PC Daniel Holdsworth from Merseyside Police highlighted the work by his team to send unclaimed bikes from police stores to hurricane victims in the Caribbean; and the criminologist Prof Martin Gill gave an insight into the criminal mind.

PC Pete Ormond and PC Sean Murphy from West Midlands Police gave an update on Operation Magpie (established in 2012), which is reuniting stolen bikes with their owners on an almost weekly basis and marking any unmarked bikes with BikeRegister. PC Ormond explained that the operation’s success depends on working with organisations such as Safer Travel, local universities and schools, second hand bike shops and even food delivery service Deliveroo.

Sgt Matt Coe of the Met Police spoke of the cycle crime reduction initiatives that are trapping bike thieves in London; while PCSOs Karen Roberts and Lynn Peck of Met Police in Tower Hamlets were proud to announce that they had recovered more than 200 stolen bikes. The duo check each of the bikes on BikeRegister to verify ownership, and reunite many of the bikes with their real owners.

Catching organised crime groups with the help of BikeRegister, and using community impact statements (which allow a community to say how a crime has affected them when the case goes to court) was described by Sgt Nigel Ashworth of BTP.

Nick Roach, Police Liaison Officer for SelectaDNA, talked about the new SelectaDNA Tagging and Defence Sprays being used by the Met and other forces to tackle the serious problem of moped-enabled crime. Offences including mobile phone snatches are also carried out on bikes. The DNA spray product, with other tactics, has helped the Met reduce moped-enabled crime in London by 38.5 per cent (for February to May 2018).

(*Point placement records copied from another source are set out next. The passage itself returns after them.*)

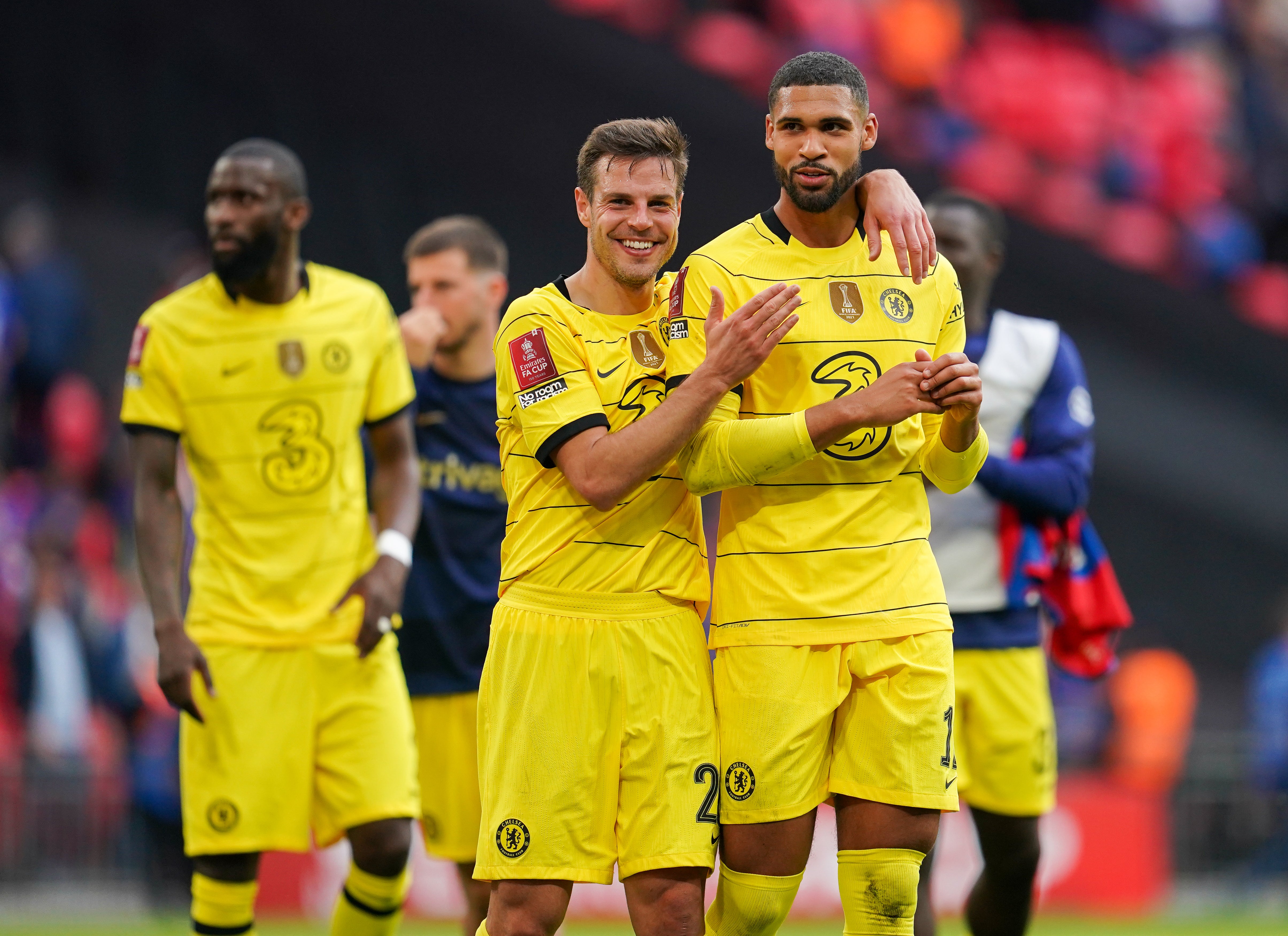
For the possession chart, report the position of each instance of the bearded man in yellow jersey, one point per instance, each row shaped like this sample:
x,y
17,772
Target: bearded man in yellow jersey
x,y
266,371
597,731
834,653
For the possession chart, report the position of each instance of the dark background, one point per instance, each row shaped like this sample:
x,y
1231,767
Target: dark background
x,y
402,112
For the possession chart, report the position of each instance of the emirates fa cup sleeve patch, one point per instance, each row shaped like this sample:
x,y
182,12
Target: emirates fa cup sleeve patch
x,y
141,338
531,358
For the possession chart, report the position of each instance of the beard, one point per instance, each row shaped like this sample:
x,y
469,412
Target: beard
x,y
822,200
632,279
250,262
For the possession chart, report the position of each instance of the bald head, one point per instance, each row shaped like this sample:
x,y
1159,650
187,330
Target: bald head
x,y
284,165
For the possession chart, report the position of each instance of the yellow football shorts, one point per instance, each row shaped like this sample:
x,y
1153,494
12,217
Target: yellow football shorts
x,y
447,740
870,720
597,738
294,740
1007,731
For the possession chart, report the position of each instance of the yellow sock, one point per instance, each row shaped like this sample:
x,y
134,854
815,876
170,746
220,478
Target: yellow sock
x,y
370,906
879,890
221,908
751,904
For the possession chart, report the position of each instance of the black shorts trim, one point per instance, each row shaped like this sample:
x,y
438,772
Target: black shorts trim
x,y
369,908
210,930
545,455
144,428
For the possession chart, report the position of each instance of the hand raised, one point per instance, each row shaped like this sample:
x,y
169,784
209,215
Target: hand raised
x,y
422,329
740,344
893,207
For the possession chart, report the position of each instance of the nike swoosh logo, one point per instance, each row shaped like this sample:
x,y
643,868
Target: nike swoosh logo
x,y
610,374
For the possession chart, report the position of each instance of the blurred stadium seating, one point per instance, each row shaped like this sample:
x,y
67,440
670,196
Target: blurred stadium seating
x,y
1155,132
1134,145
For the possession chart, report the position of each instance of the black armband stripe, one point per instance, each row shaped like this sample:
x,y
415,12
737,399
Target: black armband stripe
x,y
141,428
392,416
545,454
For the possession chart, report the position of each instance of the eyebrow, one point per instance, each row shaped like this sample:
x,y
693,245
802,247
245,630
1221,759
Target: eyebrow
x,y
628,195
821,120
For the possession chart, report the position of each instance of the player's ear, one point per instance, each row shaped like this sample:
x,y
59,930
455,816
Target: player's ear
x,y
297,214
583,201
498,289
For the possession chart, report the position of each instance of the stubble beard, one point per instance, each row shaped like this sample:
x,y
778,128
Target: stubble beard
x,y
602,246
250,263
818,203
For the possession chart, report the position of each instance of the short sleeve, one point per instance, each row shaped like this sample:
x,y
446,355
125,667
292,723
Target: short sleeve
x,y
541,376
151,401
952,329
389,387
691,303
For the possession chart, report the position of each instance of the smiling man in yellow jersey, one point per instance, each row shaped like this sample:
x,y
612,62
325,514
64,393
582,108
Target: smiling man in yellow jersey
x,y
834,665
597,731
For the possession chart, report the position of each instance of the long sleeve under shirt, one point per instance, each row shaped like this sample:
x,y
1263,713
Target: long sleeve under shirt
x,y
1053,478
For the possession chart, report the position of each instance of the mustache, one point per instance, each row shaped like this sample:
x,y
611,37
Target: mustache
x,y
813,164
250,261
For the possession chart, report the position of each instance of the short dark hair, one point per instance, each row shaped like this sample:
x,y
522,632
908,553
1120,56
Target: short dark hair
x,y
634,139
820,69
992,217
288,168
482,245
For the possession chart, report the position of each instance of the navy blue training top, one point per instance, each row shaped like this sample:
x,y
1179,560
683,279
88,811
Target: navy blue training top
x,y
1053,479
451,589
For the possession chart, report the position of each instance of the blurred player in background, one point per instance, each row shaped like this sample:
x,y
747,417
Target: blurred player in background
x,y
1004,721
266,371
457,276
834,653
597,731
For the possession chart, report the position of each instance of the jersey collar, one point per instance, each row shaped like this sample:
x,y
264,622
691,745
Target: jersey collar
x,y
776,227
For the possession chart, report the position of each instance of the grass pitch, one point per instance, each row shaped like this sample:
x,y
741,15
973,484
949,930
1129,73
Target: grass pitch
x,y
1044,926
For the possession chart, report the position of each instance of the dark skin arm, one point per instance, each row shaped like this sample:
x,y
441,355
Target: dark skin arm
x,y
396,499
159,537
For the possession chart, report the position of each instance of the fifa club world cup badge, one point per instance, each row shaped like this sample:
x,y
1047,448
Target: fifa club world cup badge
x,y
847,302
290,356
531,358
646,349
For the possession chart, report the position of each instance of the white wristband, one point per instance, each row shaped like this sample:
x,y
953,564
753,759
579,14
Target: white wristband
x,y
395,545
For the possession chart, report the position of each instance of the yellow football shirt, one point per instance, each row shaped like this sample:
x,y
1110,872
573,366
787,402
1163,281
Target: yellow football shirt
x,y
835,549
267,402
562,369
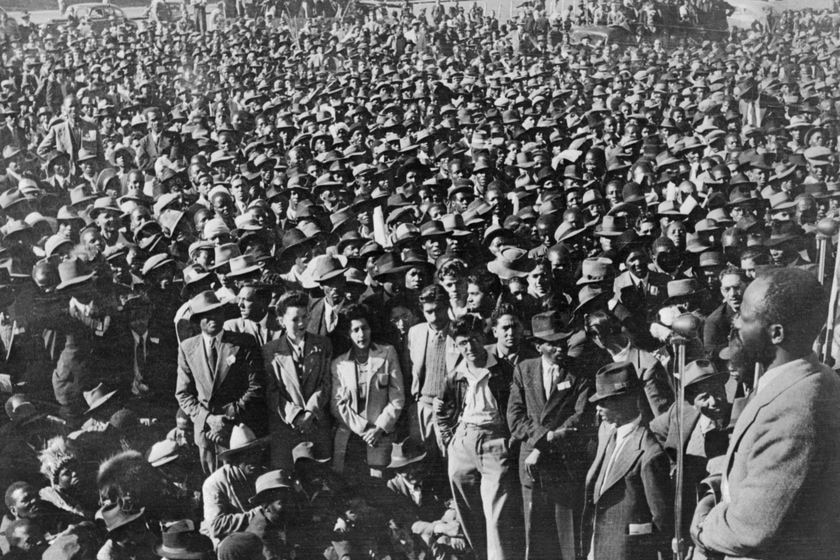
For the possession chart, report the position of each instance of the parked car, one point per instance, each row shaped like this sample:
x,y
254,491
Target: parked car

James Brown, BikeRegister MD, closed the day with an update on the latest from BikeRegister, which included the fact that the database recently hit the 750,000 bike registration landmark. He also spoke about new technology being offered by BikeRegister, including details of the Police App that makes the registration of bikes easier and enables recovered and stolen bikes to be checked quicker. James also presented the 2018 Cycle Crime Awards. The winners were:

• West Midlands Police for Operation Magpie, a sustained cycle crime initiative using BikeRegister
• British Transport Police for their commitment to cycle crime through the Lock It, Mark It communications campaign
• Met Police in Tower Hamlets for the most recoveries of stolen bikes using BikeRegister.
• Police Scotland for reducing bike crime through partnership working with the local council, Sustrans and second-hand bike shops in Edinburgh.

James added: “This year’s conference explored the theme of partnership working to tackle bike crime and highlighted the excellent work being done by so many of our delegates. BikeRegister will continue to engage with our valued partners from law enforcement, insurers and retailers and will shortly be announcing an exciting new partnership. We are thrilled with the success of our fourth Cycle Crime Conference and are grateful to the many police forces and industry partners who attended.”